O vereador Wagner Romão disse que é inadmissível que a Prefeitura de Campinas tenha tanto descaso com o oferecimento do serviço de saúde mental na cidade. “O Cândido Ferreira vem arcando com um déficit bastante elevado ano a ano e passou da hora de que haja uma remuneração justa à entidade pelo serviço prestado. São milhares de pessoas que dependem diretamente desse convênio e que ficarão desassistidas se nada for feito imediatamente.”
POSIÇÕES
Questionado sobre diversos pontos, a gestão do Serviço de Saúde Dr.
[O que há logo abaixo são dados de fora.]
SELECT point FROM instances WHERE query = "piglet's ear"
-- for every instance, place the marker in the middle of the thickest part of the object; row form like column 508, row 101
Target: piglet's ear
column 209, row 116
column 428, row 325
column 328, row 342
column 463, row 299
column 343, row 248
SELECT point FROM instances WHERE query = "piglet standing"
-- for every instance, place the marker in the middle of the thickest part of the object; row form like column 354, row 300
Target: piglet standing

Cândido Ferreira divergiu das declarações feitas pelo secretário de Saúde, Lair Zambon. A instituição afirmou que foi iniciativa dela procurar o titular da Pasta em março para tratar da renovação do convênio, e que a primeira proposta de reajuste solicitada à Prefeitura foi de 23%, não 30% como alegado pelo secretário. “A Prefeitura não aceitou, propondo apenas 5,5% sobre o valor repassado pelo município, o que corresponde a apenas 3,29% do valor global (aporte do município somado aos demais repasses). A instituição reelaborou o plano de trabalho e apresentou nova proposta de reajuste, de 16,82%, mas a Prefeitura novamente insistiu nos 5,5%. Diante da negativa em atender a essa proposta, a instituição elaborou outra versão do plano de trabalho, considerando o reajuste oferecido, de 5,5%. Além de manter a redução do quadro ao mínimo operacional, seria necessária a desmobilização de 154 trabalhadores, afetando diretamente todas as equipes dos CAPS e resultando também no encerramento do projeto de inclusão social por meio do trabalho, deixando claro que o Cândido Ferreira não teria como atender à demanda atendida, que está em crescimento.”
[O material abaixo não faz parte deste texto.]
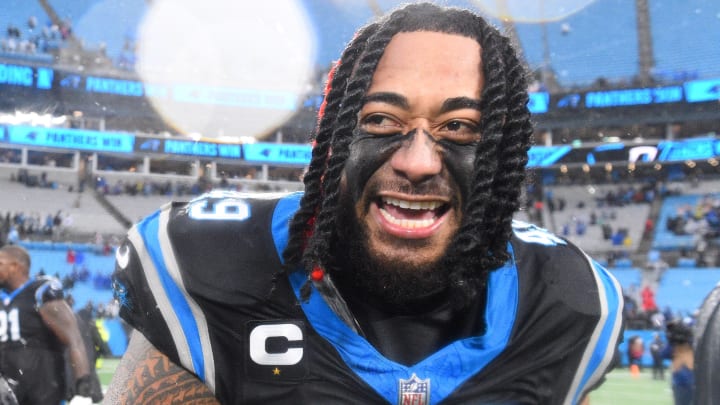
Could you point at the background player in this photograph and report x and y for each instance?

O Cândido Ferreira explicou também que vem passando por déficit financeiro, considerando os convênios assinados com a Prefeitura nos últimos anos. Além disso, a instituição pontuou que até poucos meses atrás arcava com os prejuízos utilizando recursos oriundos de um ressarcimento judicial, que foi o resultado de um acordo, intermediado pelo Judiciário, no qual a Prefeitura de Campinas reconheceu uma dívida com o Cândido da época em que a instituição contratava funcionários de recursos humanos para a rede de saúde e vários departamentos da Prefeitura. “A posição da instituição é não assinar a renovação do convênio nos termos propostos. O reajuste que reivindicamos é condizente com os serviços prestados em cuidados da saúde mental.”
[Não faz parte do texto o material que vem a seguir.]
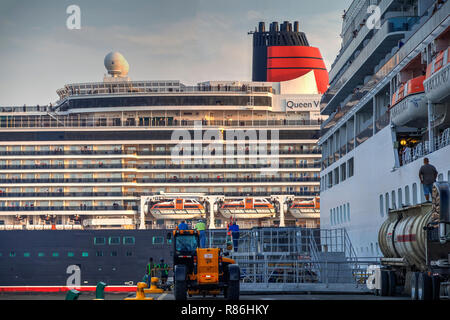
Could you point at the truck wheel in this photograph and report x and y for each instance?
(414, 285)
(180, 291)
(424, 289)
(232, 292)
(391, 283)
(384, 292)
(436, 284)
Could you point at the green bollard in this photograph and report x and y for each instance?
(100, 291)
(72, 294)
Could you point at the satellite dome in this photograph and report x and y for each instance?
(116, 64)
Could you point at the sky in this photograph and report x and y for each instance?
(187, 40)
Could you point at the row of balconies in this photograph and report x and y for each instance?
(192, 152)
(170, 180)
(161, 167)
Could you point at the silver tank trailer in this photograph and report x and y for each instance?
(402, 235)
A Prefeitura de Campinas foi perguntada em que pé está a negociação com o Cândido Ferreira, se houve alguma mudança de posição da administração e se há um novo encontro marcado entre as partes. Em nota, a Secretaria de Saúde de Campinas pontuou que fez várias rodadas de negociação com o Cândido Ferreira e que está empenhada em construir soluções que assegurem a continuidade e o acesso da população aos serviços de saúde mental.